Lanjut Trimen, PT Nias ini lahir karena aspirasi masyarakat melalui upaya Pemerintah Kabupaten Nias dalam menggalang Investor. Diwaktu kedepan, PT NIAS bersama-sama dengan Pemerintah Daerah akan mulai membangun Infrastruktur, mengembangkan lapangan pekerjaan melalui keahlian dibidang Industri serta perkebunan.
“Tindakan-tindakan yang dilakukan oleh sekelompok orang itu dapat mengganggu iklim investasi dalam rangka kemajuan daerah dan peningkatan perekonomian masyarakat sekitar. Para pekerja disini juga warga Nias. Dampak positif perkebunan sawit ini juga untuk warga Nias. Harapan kita jangan ada tindakan yang dapat merugikan orang lain. Apalagi jika sampai melanggar hukum,” ungkapnya.

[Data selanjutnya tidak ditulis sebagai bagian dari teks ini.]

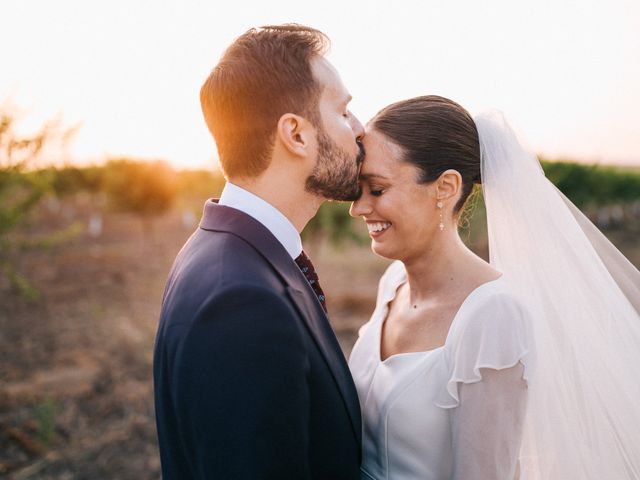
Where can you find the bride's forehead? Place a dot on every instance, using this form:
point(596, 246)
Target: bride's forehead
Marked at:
point(378, 147)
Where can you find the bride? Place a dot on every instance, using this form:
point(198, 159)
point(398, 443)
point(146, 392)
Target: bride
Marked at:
point(524, 367)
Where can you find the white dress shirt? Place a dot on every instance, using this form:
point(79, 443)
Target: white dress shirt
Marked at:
point(268, 215)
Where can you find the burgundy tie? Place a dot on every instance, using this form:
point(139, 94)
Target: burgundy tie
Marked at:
point(304, 262)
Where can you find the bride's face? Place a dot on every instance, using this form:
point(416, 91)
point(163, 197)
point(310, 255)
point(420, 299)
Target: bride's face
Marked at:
point(399, 212)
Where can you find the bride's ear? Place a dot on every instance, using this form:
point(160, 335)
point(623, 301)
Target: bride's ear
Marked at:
point(448, 185)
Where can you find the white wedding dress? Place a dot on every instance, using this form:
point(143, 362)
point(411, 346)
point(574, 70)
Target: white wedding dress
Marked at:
point(455, 412)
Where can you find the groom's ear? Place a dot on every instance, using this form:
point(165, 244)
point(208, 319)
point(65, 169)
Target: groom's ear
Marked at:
point(295, 133)
point(449, 184)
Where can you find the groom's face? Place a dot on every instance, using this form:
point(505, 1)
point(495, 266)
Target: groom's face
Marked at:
point(339, 151)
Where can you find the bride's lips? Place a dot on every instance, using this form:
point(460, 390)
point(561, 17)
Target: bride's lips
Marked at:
point(377, 227)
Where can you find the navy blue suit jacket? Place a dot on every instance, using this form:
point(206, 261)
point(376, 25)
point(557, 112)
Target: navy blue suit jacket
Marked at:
point(250, 382)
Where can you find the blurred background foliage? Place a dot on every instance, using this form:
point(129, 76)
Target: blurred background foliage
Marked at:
point(84, 254)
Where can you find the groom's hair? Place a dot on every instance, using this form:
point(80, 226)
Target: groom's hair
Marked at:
point(265, 73)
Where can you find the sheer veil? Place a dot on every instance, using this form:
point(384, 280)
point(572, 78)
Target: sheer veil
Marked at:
point(583, 415)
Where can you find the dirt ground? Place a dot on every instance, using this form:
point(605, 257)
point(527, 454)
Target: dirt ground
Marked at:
point(76, 398)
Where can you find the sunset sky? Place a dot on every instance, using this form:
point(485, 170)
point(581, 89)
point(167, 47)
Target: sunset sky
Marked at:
point(567, 73)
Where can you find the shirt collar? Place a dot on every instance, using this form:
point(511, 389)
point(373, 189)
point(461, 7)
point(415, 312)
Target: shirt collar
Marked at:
point(268, 215)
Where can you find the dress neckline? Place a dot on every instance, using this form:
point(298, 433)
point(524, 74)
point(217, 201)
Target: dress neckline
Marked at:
point(380, 325)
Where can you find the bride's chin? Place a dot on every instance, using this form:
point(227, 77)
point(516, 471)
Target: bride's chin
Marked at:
point(380, 250)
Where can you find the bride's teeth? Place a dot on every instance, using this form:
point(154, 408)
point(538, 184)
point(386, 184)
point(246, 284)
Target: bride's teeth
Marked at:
point(378, 227)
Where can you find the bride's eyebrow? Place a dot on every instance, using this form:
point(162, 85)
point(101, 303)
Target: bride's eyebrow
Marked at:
point(367, 176)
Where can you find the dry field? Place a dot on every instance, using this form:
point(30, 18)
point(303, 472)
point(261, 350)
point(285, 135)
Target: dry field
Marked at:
point(75, 367)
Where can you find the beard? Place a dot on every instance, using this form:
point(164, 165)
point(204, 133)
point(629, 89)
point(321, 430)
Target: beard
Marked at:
point(335, 176)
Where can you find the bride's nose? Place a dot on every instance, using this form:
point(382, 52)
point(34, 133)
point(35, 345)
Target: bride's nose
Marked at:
point(360, 207)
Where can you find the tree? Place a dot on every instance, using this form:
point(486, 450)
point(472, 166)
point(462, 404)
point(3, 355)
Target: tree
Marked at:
point(145, 189)
point(21, 188)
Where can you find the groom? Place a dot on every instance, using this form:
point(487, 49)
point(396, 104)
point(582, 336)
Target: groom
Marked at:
point(250, 382)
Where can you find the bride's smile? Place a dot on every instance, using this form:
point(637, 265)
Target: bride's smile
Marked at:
point(394, 202)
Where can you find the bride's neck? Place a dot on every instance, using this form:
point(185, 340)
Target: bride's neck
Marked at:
point(439, 269)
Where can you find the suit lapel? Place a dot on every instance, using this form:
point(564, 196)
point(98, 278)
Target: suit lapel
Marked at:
point(226, 219)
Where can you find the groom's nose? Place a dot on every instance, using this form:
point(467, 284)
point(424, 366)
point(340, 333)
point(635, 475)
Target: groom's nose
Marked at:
point(359, 207)
point(357, 127)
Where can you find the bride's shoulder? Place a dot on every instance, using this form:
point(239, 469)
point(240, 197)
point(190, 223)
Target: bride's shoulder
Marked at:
point(492, 309)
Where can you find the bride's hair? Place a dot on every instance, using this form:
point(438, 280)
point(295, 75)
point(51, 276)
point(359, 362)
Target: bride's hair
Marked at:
point(436, 134)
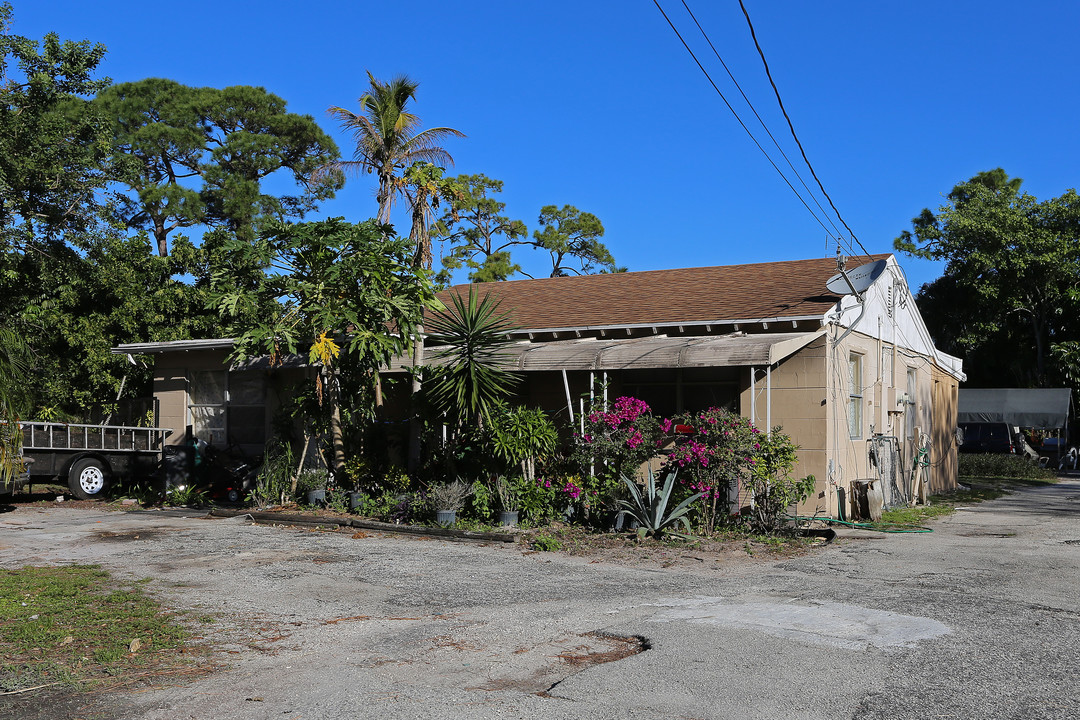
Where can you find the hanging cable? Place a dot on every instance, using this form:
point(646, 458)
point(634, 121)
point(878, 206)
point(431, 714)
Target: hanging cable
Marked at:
point(791, 126)
point(759, 120)
point(741, 123)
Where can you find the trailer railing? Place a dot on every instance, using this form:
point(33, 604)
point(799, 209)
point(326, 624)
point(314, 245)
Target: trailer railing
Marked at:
point(111, 438)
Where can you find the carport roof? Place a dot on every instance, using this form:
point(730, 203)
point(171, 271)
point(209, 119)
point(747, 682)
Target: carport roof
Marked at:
point(1025, 407)
point(649, 352)
point(763, 291)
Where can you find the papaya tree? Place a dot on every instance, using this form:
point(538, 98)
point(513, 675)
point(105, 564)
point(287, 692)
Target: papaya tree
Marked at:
point(346, 297)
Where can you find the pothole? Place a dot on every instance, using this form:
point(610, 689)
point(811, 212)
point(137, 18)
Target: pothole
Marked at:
point(130, 535)
point(624, 647)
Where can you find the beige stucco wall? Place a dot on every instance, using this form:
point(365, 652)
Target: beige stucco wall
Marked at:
point(171, 385)
point(172, 371)
point(810, 401)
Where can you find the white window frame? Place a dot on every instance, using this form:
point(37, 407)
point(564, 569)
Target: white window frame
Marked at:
point(855, 362)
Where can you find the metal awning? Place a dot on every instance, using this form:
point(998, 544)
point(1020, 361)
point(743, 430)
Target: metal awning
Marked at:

Kepala Kepolisian Resort Nias, AKBP Revi Nurvelani kepada wartawan saat dikonfirmasi mengatakan pihaknya tengah melakukan penyelidikan dengan melakukan olah tempat kejadian perkara dilokasi kebakaran. Sedangkan terkait laporan adanya pembawaan senjata tajam oleh oknum pendemo dilokasi lahan perkebunan PT Nias, Revi Nurvelani juga mengatakan pihaknya terus melakukan pendalaman penyelidikan.

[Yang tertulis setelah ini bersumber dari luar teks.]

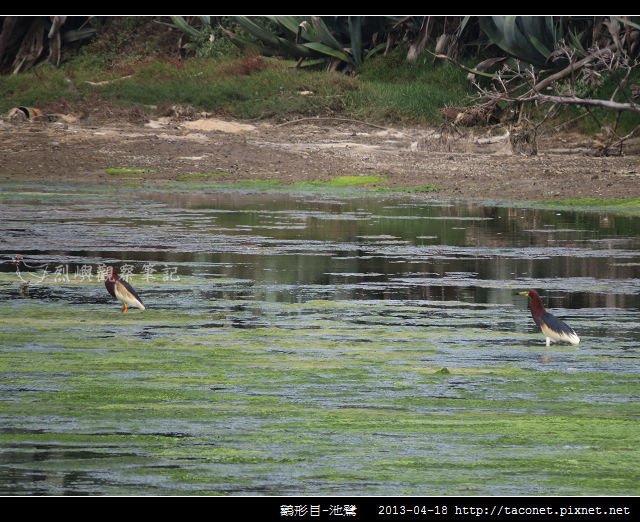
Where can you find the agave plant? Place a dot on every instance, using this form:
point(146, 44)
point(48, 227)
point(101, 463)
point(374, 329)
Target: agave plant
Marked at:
point(529, 38)
point(347, 39)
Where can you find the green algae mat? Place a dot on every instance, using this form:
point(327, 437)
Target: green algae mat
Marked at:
point(313, 343)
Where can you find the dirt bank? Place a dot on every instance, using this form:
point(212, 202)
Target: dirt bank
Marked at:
point(312, 150)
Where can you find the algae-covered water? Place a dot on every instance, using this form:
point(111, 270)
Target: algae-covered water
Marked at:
point(314, 344)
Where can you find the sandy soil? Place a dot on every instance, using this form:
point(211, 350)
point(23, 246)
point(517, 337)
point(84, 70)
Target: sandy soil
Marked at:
point(313, 150)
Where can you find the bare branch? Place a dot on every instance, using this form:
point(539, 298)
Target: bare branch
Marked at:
point(574, 100)
point(570, 69)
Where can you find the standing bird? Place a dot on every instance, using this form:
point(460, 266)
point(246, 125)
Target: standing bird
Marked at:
point(122, 291)
point(553, 328)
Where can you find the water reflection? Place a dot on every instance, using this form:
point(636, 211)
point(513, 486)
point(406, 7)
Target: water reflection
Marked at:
point(300, 246)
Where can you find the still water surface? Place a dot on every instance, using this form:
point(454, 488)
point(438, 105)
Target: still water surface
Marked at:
point(314, 344)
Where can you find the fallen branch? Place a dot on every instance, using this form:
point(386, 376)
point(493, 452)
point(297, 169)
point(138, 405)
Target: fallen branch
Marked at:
point(574, 100)
point(569, 69)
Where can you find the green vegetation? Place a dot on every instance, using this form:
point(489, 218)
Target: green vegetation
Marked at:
point(249, 87)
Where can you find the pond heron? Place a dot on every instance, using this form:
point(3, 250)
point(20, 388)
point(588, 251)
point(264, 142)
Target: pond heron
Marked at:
point(122, 291)
point(553, 328)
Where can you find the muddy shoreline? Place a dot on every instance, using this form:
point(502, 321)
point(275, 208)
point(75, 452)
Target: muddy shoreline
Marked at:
point(462, 167)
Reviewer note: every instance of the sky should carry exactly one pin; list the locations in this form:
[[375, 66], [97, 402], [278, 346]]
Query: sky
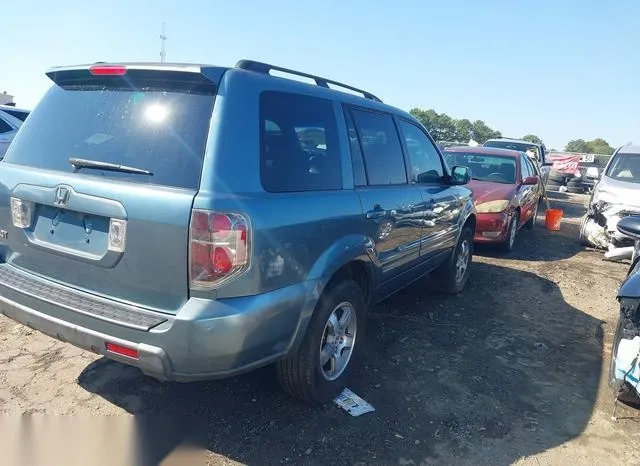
[[560, 69]]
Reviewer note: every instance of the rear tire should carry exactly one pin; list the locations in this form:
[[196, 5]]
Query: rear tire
[[453, 275], [302, 374], [531, 223], [621, 390], [509, 243]]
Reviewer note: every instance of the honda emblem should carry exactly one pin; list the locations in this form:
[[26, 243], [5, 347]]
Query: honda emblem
[[62, 196]]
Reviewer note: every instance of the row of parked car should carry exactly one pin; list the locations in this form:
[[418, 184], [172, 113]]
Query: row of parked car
[[199, 221]]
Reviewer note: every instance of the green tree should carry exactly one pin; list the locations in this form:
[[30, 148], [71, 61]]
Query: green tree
[[577, 145], [600, 146], [464, 130], [481, 132], [532, 138], [440, 125], [597, 146], [444, 128]]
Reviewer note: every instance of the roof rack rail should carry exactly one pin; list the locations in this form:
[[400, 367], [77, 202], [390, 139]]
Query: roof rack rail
[[264, 68]]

“Siap. Masih kita tangani dan anggota masih melakukan olah tempat kejadian perkara (TKP) termasuk Penyebab kebakaran masih dalam pengolahan TKP. Soal kasus senjata tajam, Kami masih melakukan pendalaman,” terang Revi
Untuk diketahui bahwa pada hari Senin (23/6) sampai hari Jumat (27/8) terlihat sekelompok pendemo masih terus menduduki Lahan PT. Nias Indah Agro Sejahtera dengan membawa senjata tajam berupa parang. Akibatnya, PT. NIAS secara resmi membuat laporan pada Rabu (25/6) kemarin di SPKT Mapolres Nias, Gunungsitoli, Sumatera Utara./SZ.